Are deep links legal? Deep links are outgoing hyperlinks that do not lead to the front page of the hosting website. You may ask, what is the problem? That is how the Internet works, right? Initially, you would be right, as deep links were defeated in earlier copyright cases such as Ticketmaster v Microsoft and the famous Scottish case Shetland Times.
While the issue of deep links seems to have been solved for many years, I have been noticing that there seems to be a resurrection of deep links threats by commercial operators. It seems counter-intuitive to believe that the Web can operate without hyperlinks, and that in a lawyerly heaven we all need to ask permission to link into a page. However, there may be cases where companies may want to argue that incoming links deep within their sites is copyright infringement in some way or another. Witness the case reported in The Register, where Apple objected to a link posted in an online discussion forum to the PDF of the MacBook Pro manual. Their reason? Their email explains that:
"The Service Source manual for the MacBook Pro is Apple's intellectual property and is protected by U.S. copyright law. Linking to the manual on your website is an infringement of Apple's copyrights. We therefore must insist that you immediately take all necessary steps to remove the Service Source manual and any other Apple copyrighted material from your site and to prevent further unauthorized use or distribution of Apple intellectual property."
How can Apple even claim that linking to their manual is infringing their copyright? The problem is that the law has changed since the young and naive days of Ticketmaster and Shetland Times. I'm afraid that Andrew Orlowski is
yet again wrong (I'm losing count of the times he has misrepresented the law in his Register reports). The WIPO Copyright Treaty (
WCT) created a "new" right given to copyright owners called "
making available to the public". Owners will have the exclusive right of "
making available to the public of their works in such a way that members of the public may access these works from a place and at a time individually chosen by them." Looking at some of the letters from owners, it seems like some lawyers believe that this right includes deep linking.

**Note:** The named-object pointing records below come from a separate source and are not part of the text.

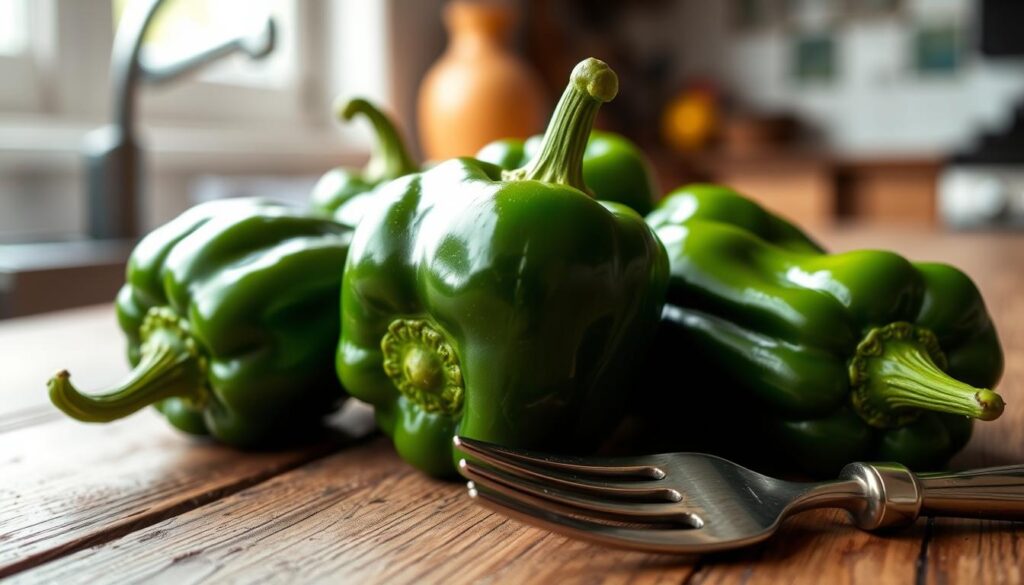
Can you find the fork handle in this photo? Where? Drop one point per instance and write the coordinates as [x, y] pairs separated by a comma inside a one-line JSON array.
[[991, 493], [892, 495]]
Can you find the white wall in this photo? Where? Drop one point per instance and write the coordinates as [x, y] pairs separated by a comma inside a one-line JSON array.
[[877, 105]]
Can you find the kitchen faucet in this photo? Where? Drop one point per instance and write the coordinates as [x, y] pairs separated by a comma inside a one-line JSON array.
[[114, 161]]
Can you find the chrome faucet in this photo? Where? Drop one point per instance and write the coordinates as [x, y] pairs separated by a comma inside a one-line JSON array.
[[114, 161]]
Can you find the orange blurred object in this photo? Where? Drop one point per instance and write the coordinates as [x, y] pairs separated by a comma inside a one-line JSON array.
[[690, 120], [478, 90]]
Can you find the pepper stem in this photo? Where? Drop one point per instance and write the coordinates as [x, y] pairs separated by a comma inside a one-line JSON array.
[[423, 366], [898, 371], [170, 366], [390, 159], [560, 158]]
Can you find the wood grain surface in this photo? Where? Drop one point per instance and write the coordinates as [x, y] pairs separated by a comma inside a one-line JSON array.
[[136, 502]]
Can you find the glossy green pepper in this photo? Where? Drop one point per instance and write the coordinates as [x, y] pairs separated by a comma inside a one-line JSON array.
[[502, 305], [612, 167], [343, 193], [814, 360], [231, 317]]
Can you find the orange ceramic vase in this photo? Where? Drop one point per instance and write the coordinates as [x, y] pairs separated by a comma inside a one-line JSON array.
[[478, 91]]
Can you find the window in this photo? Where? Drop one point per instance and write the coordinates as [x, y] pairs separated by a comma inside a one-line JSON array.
[[12, 27], [236, 119], [17, 67]]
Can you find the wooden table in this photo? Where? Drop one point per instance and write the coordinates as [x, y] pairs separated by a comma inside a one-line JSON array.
[[133, 500]]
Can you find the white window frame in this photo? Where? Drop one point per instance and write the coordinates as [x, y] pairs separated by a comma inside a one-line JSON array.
[[70, 47], [23, 74]]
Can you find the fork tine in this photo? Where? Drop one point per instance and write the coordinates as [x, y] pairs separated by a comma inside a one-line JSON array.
[[545, 496], [633, 467], [611, 488], [680, 541]]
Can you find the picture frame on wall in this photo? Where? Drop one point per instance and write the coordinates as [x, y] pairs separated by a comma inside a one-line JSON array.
[[803, 14], [752, 15], [936, 49], [814, 57], [875, 8]]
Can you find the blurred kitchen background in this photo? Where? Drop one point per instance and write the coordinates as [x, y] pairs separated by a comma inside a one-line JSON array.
[[830, 112]]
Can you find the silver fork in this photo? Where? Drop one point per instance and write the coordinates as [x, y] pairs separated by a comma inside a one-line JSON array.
[[697, 503]]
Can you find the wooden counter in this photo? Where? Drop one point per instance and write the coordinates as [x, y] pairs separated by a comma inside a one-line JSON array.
[[134, 501]]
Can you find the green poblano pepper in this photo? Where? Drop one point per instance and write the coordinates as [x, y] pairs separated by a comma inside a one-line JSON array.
[[231, 317], [824, 359], [612, 166], [502, 305], [343, 193]]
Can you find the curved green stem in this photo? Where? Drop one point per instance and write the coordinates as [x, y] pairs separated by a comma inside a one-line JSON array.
[[390, 159], [898, 371], [170, 366], [560, 157]]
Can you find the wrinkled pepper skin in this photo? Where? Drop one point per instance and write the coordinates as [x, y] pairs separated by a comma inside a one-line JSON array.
[[612, 167], [502, 305], [231, 318], [809, 361], [343, 193]]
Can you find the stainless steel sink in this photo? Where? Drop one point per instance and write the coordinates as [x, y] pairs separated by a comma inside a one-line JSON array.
[[42, 277]]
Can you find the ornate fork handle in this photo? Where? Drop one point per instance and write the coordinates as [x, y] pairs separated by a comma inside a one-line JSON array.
[[989, 493], [891, 495]]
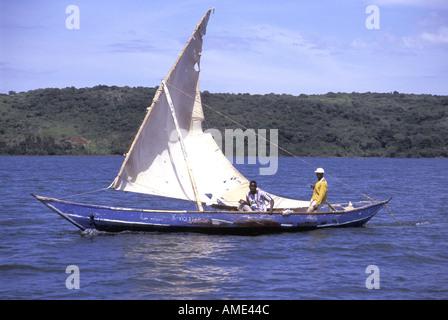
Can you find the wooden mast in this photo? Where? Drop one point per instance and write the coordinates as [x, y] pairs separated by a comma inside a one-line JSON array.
[[181, 141]]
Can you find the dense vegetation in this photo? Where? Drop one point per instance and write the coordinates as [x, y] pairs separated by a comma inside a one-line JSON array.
[[105, 119]]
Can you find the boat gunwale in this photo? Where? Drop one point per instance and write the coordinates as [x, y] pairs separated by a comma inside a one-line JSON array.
[[43, 199]]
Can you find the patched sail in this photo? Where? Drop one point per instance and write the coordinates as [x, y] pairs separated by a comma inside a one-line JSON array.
[[156, 162]]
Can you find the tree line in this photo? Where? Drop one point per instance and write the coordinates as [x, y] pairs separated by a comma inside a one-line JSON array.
[[103, 120]]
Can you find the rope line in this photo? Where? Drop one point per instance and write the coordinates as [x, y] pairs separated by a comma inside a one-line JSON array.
[[267, 140]]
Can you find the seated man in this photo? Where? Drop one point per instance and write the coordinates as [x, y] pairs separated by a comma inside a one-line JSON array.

I completely disagree for many reasons. Firstly, the author has already made the work available to the public, what the referring page is doing is telling other people how to reach the work via a link; the work is already available online in a place and time chosen by the owner. Secondly, there seems to be a
reductio ad absurdum in the argument against deep links, as it would render the internet inoperable, and almost every single website in the world would be infringing copyright, opening the gates for unlimited claims by everyone against everyone else. If this argument held, bookmarks, favourites and search engine results would be infringing as well.
There has been a successful deep linking case after the two mentioned, and this is the Danish case of
Danish Newspaper Publishers' Association v Newsbooster. The case was that a news service called Newsbooster was linking and extracting paragraphs from Danish newspapers. This is different to the above argument for several reasons, but in this case the court ruled not under copyright, but based on the European Database right, ruling that the links consisted of unlawful extraction of data.
I think that this is still an open legal question, but I am highly sceptical of the copyright argument. By the way, the forum in the Apple case has
changed the link since then, evidence that threatening letters work.